Do you also have pain that radiated to the back of the left shoulder?

Customer: replied 7 years ago.
No. It's just a cramp under my left ribs that is so severe I am unable to do anything other than straighten my body and massaging the area until I no longer have the pain. I am concerned that it could have something to do with my heart.
Well, pain from the diaphragm or other conditions that irritate the diaphragm are often felt in the back of the shoulder -- as the diaphragm often "refers" pain to that area, so I'm not sure this has to do with your diaphragm.

It sounds as if it may be more associated with the muscles of the abdominal wall, since they are cramping when you contract those muscles.

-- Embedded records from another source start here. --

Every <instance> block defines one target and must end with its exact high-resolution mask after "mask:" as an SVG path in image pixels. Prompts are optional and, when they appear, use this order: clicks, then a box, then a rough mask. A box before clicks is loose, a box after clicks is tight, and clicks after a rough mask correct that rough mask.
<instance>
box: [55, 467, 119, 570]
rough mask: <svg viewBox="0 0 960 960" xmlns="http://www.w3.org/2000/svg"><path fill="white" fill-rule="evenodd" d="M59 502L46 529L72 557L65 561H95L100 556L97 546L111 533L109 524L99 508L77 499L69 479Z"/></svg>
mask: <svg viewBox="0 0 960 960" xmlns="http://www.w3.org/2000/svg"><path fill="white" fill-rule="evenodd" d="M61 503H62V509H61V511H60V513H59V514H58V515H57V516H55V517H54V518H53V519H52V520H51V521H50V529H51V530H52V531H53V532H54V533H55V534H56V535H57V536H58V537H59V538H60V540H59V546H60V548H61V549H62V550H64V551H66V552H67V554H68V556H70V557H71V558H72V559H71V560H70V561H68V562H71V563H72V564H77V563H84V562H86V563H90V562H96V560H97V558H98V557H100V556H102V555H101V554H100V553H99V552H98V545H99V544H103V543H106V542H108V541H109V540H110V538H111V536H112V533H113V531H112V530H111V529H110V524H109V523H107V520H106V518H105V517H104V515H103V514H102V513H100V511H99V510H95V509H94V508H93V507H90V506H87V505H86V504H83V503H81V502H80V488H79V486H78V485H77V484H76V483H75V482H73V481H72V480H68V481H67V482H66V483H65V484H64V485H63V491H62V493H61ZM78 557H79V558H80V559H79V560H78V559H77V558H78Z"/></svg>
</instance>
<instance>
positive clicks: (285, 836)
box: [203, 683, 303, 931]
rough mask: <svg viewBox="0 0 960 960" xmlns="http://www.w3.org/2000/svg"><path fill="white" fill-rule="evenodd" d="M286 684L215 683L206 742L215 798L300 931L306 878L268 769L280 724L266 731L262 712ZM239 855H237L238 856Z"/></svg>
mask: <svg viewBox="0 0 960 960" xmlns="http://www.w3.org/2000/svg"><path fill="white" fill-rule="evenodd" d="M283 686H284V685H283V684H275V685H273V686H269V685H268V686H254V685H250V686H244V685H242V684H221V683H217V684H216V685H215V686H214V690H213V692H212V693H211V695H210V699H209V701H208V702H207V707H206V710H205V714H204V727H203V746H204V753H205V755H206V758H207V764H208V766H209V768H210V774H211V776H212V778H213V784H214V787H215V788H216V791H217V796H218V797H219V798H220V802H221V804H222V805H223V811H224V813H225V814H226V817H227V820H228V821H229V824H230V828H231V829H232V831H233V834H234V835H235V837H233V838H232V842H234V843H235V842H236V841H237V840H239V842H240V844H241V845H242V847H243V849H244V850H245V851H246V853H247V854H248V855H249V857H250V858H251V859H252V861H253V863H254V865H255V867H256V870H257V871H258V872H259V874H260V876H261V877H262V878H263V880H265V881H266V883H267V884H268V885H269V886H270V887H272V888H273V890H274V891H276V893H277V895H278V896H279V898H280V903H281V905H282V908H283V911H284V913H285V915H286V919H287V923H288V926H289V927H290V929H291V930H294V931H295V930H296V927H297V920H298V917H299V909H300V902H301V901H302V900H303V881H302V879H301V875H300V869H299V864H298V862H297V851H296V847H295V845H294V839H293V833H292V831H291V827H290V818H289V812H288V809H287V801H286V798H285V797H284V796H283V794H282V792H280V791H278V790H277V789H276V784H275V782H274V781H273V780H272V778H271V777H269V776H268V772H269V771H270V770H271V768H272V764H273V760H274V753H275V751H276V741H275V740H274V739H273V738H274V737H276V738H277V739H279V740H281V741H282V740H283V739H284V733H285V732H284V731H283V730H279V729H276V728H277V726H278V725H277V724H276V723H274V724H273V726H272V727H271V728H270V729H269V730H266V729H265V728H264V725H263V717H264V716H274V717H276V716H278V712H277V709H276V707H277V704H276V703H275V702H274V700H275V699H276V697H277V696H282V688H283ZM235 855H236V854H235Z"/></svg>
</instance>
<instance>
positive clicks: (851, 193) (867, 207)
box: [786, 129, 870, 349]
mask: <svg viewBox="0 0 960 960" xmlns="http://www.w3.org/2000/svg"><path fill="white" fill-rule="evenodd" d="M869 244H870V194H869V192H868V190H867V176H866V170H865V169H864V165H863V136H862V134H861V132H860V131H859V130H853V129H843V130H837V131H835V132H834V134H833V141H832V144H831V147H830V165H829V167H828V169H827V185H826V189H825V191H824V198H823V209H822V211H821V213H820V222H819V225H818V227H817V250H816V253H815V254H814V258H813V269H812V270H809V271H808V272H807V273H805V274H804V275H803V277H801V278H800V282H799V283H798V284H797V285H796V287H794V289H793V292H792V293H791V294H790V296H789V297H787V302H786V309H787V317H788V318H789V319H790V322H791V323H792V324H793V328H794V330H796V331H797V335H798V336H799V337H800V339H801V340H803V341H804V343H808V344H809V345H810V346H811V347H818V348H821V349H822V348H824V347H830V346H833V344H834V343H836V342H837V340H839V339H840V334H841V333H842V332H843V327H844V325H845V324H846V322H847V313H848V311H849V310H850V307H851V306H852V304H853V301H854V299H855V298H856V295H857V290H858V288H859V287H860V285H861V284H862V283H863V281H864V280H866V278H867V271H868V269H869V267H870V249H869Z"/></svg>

Heart related pains usually wouldn't cause cramping of the muscles, and usually would be worsened with exertion/exercise, and not necessarily changes in position.

But to reassure you, your doctors can do a physcial exam, EKG, bloodwork to rule out electrolyte disturbances as possible causes for your cramping. Also an ultrasound or CT of the abdomen can be performed to ensure there isn't a structural cause for your pain.
Dr. Mark and 4 other Medical Specialists are ready to help you
I'm sorry that we aren't able to come up with "solutions", but you have to realize we are trying to guess over the Internet, without the ability to do a physical exam, bloodwork or imaging. Your doctor would have the ability to do all three of those.

However, cramping of the muscles can be caused by:

Vitamin deficiencies
Electrolyte abnormalities
Problems with blood circulation to that area
Some medications
Irritation of nerves in the area (in this area would be the lower thoracic nerves)

But one would also want to make sure left upper quadrant abdominal pain is not the cause of the pain, and an exam and imaging of the abdomen would be necessary to rule that out (if your physical exam suggested the inside the abdomen as a potential problem).